Lo primero que olió el ratón al entrar por un hueco de la pared desde la muralla fue al gato. Era un olor viejo, supo al instante. Quizás de hacía un par de horas. Pero luego estaba el otro olor. Uno dulzón que embriagaba sus sentidos, que no conocía, al cual no podía resistirse.

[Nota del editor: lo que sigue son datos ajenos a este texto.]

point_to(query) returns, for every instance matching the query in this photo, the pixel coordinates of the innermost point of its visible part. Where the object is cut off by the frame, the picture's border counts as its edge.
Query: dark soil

Bajó de la ventana correteando por la pared y se lanzó tan rápido como le permitían sus patitas hasta la oscura seguridad bajo un mueble. Localizó el seductor aroma que parecía haber aplastado a sus otros instintos. Allí, bajo aquella mesa. Esperó unos instantes más, olisqueando desde la nueva posición por si le llegaba el olor del gato. Una vez estuvo lo suficientemente seguro de que no estaba cerca, se acercó a aquel extraño perfume, que resultaba provenir de una pequeña mancha oscura en el suelo. No tenía claro qué era, pero debía saber mejor que cualquier queso que hubiese podido roer jamás. Así que, sin más, lo lamió.
Algo explotó en su pequeño cerebro. Su cuerpo comenzó a convulsionar y a crecer. El pelaje gris se volvió negro y los ojillos cobraron un brillo de una inteligencia despiadada. El aire crepitó a su alrededor mientras algo se agitaba más allá del velo del mundo, algo poderoso se acercaba, algo…
—Libre al fin… —susurró algo desde su interior —. ¡Libre para…!
La sombra cayó sobre el ratón con una sutileza impensable para un cuerpo tan orondo. El gato cerró sus mandíbulas sobre el ratón y lo sacudió hasta que escuchó el cuello quebrarse. Luego intentó jugar un rato con el cadáver, pero, como vio que no se movía, simplemente se lo comió.
Ningún ratón había sobrevivido en el almacén desde que llegó. No iba a ser ese el primero. Por raro que fuese.